The contrast with his portraiture could not be greater. The portrait photograph is Avedon's naked stage, his blasted heath. Is it, I wonder, that one has to do something to exceptional beauties-cover their faces in icicles, make them dance with skeletons-to make them interesting to photograph; whereas unbeauties, the faces of real life, are rewarding even (only) when unadorned?

A great portrait photograph is about insides. Cartier-Bresson and Elliott Erwitt catch their people on the wing, as it were: often, their work is revealing because the subjects have been caught off guard. Avedon is more formal: the white sheet, the majestic old plate camera on its tripod. In this setup it is the insect that must be perfectly still, not the frog.

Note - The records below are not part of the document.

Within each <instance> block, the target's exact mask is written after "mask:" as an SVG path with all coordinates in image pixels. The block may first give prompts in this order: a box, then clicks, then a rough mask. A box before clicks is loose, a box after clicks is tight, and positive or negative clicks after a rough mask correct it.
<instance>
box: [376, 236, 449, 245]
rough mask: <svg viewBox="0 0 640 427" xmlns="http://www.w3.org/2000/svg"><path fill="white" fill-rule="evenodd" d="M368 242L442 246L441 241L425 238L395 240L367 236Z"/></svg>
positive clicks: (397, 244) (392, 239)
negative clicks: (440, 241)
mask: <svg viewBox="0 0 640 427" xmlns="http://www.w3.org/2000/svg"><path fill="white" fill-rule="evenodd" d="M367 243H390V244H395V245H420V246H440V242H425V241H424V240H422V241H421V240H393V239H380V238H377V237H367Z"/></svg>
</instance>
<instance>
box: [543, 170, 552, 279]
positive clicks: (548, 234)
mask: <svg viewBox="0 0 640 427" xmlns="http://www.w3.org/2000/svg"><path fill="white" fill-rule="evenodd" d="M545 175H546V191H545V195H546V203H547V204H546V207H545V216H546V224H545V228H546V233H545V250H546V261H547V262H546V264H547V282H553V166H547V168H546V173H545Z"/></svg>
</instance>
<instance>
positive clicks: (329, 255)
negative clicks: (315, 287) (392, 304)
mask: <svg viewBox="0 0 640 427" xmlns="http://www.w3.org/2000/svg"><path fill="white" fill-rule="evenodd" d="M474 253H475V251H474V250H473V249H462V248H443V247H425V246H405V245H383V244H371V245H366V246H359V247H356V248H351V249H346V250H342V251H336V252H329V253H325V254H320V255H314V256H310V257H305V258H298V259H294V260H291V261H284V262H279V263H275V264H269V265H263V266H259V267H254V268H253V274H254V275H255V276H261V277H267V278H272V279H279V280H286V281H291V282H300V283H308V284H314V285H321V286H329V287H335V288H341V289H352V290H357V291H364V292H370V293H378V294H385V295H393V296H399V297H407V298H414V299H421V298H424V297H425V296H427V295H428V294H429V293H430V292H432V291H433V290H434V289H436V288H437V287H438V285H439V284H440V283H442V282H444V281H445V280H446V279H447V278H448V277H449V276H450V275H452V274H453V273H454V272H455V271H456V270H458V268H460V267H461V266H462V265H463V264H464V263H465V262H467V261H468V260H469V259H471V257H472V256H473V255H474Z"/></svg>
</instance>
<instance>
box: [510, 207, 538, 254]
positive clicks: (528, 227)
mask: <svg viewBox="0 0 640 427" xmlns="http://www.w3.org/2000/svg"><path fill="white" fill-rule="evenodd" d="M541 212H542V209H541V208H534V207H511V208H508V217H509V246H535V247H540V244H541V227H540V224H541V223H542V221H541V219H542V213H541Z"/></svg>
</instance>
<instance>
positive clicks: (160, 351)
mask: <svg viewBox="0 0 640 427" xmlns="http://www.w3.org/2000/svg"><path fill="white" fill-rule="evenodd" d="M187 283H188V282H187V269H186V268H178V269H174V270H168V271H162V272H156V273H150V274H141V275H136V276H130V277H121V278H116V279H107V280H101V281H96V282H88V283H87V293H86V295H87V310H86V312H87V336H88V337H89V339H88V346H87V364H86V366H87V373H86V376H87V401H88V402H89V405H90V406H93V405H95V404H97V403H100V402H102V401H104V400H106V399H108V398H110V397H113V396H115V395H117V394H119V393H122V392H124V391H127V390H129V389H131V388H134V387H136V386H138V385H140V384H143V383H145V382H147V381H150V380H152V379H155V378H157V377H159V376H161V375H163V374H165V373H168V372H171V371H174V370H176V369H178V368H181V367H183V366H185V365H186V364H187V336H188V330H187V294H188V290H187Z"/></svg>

I have seen a lot of photographers work. I remember Barry Lategan in a natty beret snapping away during an interview, nodding every time I said something he liked. I began to watch him carefully, becoming dependent on his nods, growing addicted to his approval: performing for him. I remember Sally Soames persuading me to stretch out on a sofa and more or less lying on top of me to get the shot she wanted, a shot in which, unsurprisingly, I have a rather dreamy expression in my eyes. I remember Lord Snowdon rearranging all the furniture in my house, gathering bits of "Indianness" around me: a picture, a hookah. The resulting picture is one I have never cared for: the writer as exotic. Sometimes photographers come to you with a picture already in their heads, and then you're done for.

I have seen a lot of photographers work, but I never saw anyone take as few pictures in a session as Avedon does with his big plate camera. Is it that he knows exactly what he wants, or that he is content to take what he gets, I wondered: for Mr. Avedon is a man on a tight schedule. Some people will give him more than others-so does the onus of becoming a good photograph rest with us, his non-professional subjects, who know rather more about our insides than our outsides? Must we reveal ourselves, or will his sorcery unveil us anyhow?

He positions me just as he wants me. I am not to sway, even by a millimeter, as I may go out of focus: it's that critical. I must hold my expression for what seems an eternity. I find myself thinking: this is how I look when I am being made to look like this. This will be a photograph of a man doing something awkward to which he is not accustomed. Then, shrugging inwardly, I surrender to the great man. This is Richard Avedon, I tell myself. Just let him take the damn picture and don't argue.

Two setups, one indoors in a long black raincoat and one indoors, very close up, in a pin-striped black shirt. I saw the results of the close-up first, and to tell the truth it shocked and depressed me. It looked, well, satanic. A part of me blamed the photographer; another, larger part blamed my face. The next time I met Avedon, his opening words were "So, did you hate it?" I was unable to grin and say, it's great. "It's very dark," I said. "Oh, but the other picture's much friendlier," he comforted me. The other picture is the one accompanying this piece. Fortunately, I really like it. I'm not sure if "friendly" is the word for it (actually, I am sure, and "friendly" is not the word for it; I have a cheery, even chirpy way of looking at times, and this is definitely not one of those times), but I am, as they say, "comfortable" with the way it makes me look. The head is a good shape-my head is not always a good shape in photographs-and the beard is tidy and the face has a certain lived-in melancholy that I can't deny I recognize from my mirror. The black Japanese raincoat looks great.

The way the subject of a photograph looks at the photograph is unlike the way anyone else will ever see it. You hope your worst bits haven't been emphasized too much. You hope not to look like a bag person. You hope not to scare people who come across the picture by chance.

Let me try to see this picture as if I were not its subject. Richard Avedon was not interested in making a picture of a cheery novelist without a care in the world. I think he wanted to make a portrait of a writer to whom a number of bad things had happened. I think the picture shows some of that pain, but also, I hope, it shows something of resistance and endurance. It is a strong picture, and I am grateful to Avedon, for his solidarity, for his picture's clarity, and for its strength.